Field:  Gut microbiota mechanisms and function


Erica D. Sonnenburg, Senior Scientist, Stanford University School of Medicine

Dr. Sonnenburg studies the mechanisms that underlie gut microbiota dynamics.  Her group focuses on understanding the impact of diet on gut microbiota composition and function.  Current efforts are focused on defining and understanding the biology of gut microbes that have been depleted over the course of industrialization.

Field:  Diet-microbiota dynamics, microbes lost during industrialization


Luís Teixeira, Principal Investigator, Instituto Gulbenkian de Ciência

Luis Teixeira is interested in how hosts interact with symbiotic microorganisms at the functional and evolutionary levels. He studies interactions with microbial pathogens and mutualists, as well as, how microbes influence each other. In this context his group has been collecting and characterizing isolates of the microbiota of wild Drosophila populations.

Field: Host-microbe interactions


Daniela Vargas-Robles, Amazonic Center of Research and Control of Tropical Diseases, Venezuela

Dr. Vargas-Robles is a researcher microbial ecology focusing in the effect of modern lifestyles in human microbiota, HPV and health. She is also studying indoors microbiomes of highly transit urban systems such as city subways.

Field: Microbial Ecology, metagenomics


Lars Vereecke , MD, University Hospital Gent

Dr. Vereecke studies mechanisms underlying inflammatory and the contribution of the microbiota in multiple pathologies, in particular, the mechanistic link between gut & joint pathologies.

Field: Microbiomes, immunology


Harris Wang, Assistant Professor, Columbia University

Dr. Wang is a systems and synthetic biologist who studies the composition, dynamics, spatial organization, and function of the microbiome using genomics and metagenomics approaches. He is interested in generating high-throughput strategies to culture and analyze gut microbiomes and engineering them for diagnostic and therapeutic applications.

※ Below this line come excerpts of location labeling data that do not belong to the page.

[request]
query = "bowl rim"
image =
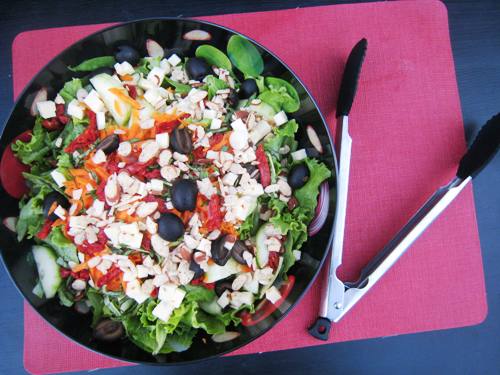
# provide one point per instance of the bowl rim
(334, 177)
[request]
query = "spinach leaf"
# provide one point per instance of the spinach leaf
(213, 56)
(68, 92)
(94, 63)
(281, 95)
(245, 56)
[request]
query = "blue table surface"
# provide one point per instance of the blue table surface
(475, 31)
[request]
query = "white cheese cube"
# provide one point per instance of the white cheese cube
(100, 120)
(209, 114)
(124, 148)
(229, 179)
(156, 76)
(94, 102)
(163, 311)
(216, 123)
(46, 109)
(171, 294)
(75, 109)
(163, 140)
(174, 60)
(58, 177)
(273, 295)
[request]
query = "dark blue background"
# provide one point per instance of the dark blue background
(475, 32)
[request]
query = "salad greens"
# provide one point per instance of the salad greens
(114, 232)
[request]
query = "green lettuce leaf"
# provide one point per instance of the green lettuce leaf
(31, 215)
(62, 246)
(307, 195)
(96, 304)
(68, 92)
(34, 152)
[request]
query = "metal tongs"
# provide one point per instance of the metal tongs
(339, 297)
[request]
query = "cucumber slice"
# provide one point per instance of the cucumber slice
(211, 307)
(216, 272)
(48, 270)
(261, 252)
(119, 109)
(275, 275)
(263, 109)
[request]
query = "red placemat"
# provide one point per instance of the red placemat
(408, 137)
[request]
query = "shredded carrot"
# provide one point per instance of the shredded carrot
(120, 93)
(117, 108)
(228, 228)
(124, 216)
(126, 77)
(224, 142)
(79, 267)
(57, 223)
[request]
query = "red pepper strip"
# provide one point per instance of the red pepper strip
(199, 153)
(167, 126)
(113, 272)
(265, 174)
(199, 281)
(267, 308)
(132, 91)
(46, 228)
(89, 135)
(215, 215)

Field: Microbiome, culturomics, systems biology


Karina B. Xavier, Principal Investigator, Instituto Gulbenkian de Ciência

Dr. Xavier’s main research interest is inter-species cell-cell communication in bacteria and its role in beneficial and hostile interactions with the host. She started working on bacterial quorum sensing in her postdoc at Princeton University where she showed that the quorum sensing signal autoinducer-2 can foster interspecies communication in bacteria. Recently, her group showed that manipulation of interspecies quorum sensing in the mammalian gut can influence species composition of the microbiota. In 2012 she received the Howard Hughes Medical Institute International Early Career Award.

Field: Microbial molecular biology, biochemistry and quorum sensing


Liping Zhao, Eveleigh-Fenton Chair of Applied Microbiology, Department of Biochemistry and Microbiology, School of Environmental and Biological Sciences, Rutgers University

Dr. Zhao studies how nutrition impact human health by way of modulation of the gut microbiota.